Le 23 août 2026 marque le 235ᵉ anniversaire de l’insurrection qui a éclaté à Saint‑Domingue en 1791, déclenchant le processus qui mènera à l’abolition de l’esclavage dans les colonies françaises. Depuis 1998, l’UNESCO célèbre cette date comme journée mondiale du souvenir de la traite négrière et de son abolition.
Une demande de redéfinition
Jean‑Léon Ambroise, politologue et directeur de l’Institut Yves Dejean, a soumis une lettre ouverte au bureau haïtien de l’UNESCO. Il y propose de reconsidérer le libellé et le cadre narratif de la commémoration.
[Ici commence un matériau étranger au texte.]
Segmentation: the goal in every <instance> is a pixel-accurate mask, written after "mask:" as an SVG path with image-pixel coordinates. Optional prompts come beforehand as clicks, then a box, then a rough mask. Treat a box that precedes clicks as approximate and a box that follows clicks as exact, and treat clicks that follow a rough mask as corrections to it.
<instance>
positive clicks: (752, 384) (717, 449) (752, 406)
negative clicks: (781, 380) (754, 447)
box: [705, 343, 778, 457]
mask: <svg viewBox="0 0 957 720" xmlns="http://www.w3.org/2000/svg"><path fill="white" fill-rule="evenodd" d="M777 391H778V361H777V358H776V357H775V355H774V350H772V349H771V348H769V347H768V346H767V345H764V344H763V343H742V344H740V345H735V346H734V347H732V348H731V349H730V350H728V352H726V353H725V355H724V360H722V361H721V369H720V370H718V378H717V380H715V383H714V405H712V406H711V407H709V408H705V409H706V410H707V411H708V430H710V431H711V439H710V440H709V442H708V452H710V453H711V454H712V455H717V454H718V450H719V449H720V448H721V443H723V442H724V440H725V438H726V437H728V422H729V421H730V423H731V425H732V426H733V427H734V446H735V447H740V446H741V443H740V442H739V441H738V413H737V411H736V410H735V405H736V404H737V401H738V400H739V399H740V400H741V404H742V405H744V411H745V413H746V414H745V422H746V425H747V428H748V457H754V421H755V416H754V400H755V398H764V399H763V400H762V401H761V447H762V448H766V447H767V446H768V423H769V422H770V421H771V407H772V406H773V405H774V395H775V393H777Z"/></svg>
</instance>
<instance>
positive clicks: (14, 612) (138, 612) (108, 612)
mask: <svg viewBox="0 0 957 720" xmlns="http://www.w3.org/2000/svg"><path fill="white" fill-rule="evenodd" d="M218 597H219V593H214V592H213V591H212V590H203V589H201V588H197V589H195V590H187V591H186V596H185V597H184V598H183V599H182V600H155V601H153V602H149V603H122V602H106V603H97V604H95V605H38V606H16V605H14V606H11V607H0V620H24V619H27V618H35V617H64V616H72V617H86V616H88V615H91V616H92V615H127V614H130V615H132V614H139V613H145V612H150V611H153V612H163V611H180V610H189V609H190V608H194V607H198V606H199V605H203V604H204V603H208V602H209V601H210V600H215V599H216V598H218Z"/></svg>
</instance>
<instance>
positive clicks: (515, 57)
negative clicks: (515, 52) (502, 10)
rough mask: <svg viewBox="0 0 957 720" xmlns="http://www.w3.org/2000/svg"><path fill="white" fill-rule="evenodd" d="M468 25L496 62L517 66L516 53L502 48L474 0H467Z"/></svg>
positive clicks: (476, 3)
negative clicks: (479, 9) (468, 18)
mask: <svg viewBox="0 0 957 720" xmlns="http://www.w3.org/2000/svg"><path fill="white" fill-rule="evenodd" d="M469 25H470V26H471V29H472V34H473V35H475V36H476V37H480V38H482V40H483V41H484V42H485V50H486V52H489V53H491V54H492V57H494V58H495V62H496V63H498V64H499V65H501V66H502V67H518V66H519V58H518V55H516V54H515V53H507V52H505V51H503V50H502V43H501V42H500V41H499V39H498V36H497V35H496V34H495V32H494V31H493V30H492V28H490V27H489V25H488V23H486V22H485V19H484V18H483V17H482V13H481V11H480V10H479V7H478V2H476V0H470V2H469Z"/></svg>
Selon lui, la formulation actuelle ne rend pas pleinement justice à la portée de l’insurrection, qui, au-delà d’une simple victime de la traite, représente un acte d’émancipation et de reconstruction de l’humanité.
Ambroise souligne que le 23 août doit être perçu comme le moment où les personnes réduites en esclavage ont exercé une puissance d’action, en organisant le Congrès de Bois‑Caïman sous la conduite de Dutty Boukman. Cette prise d’initiative a déclenché une série d’événements, dont la lutte contre la tentative de rétablissement de l’esclavage en 1802.
Arguments avancés
Dans son texte, le politologue critique l’appellation actuelle, qu’il juge trop centrée sur la condition de victime et insuffisante pour rendre compte de l’agence des insurgés. Il propose que la journée soit présentée comme « journée mondiale du geste de restauration de l’humanité », afin de mettre en avant le rôle actif des esclaves dans la transformation du système colonial.
Il rappelle également que la reconnaissance internationale de la date a déjà constitué un « grand pas » vers une humanité réconciliée, mais que la mémoire collective doit évoluer pour inclure la dimension politique et théorique de cet événement fondateur.
Perspectives
La proposition d’Ambroise s’inscrit dans un débat plus large sur la manière dont les sociétés commémorent les luttes contre l’oppression. Si l’UNESCO accepte de réviser le texte officiel, la nouvelle dénomination pourrait influencer les programmes éducatifs et les commémorations à l’échelle mondiale, offrant une lecture plus dynamique de l’histoire haïtienne.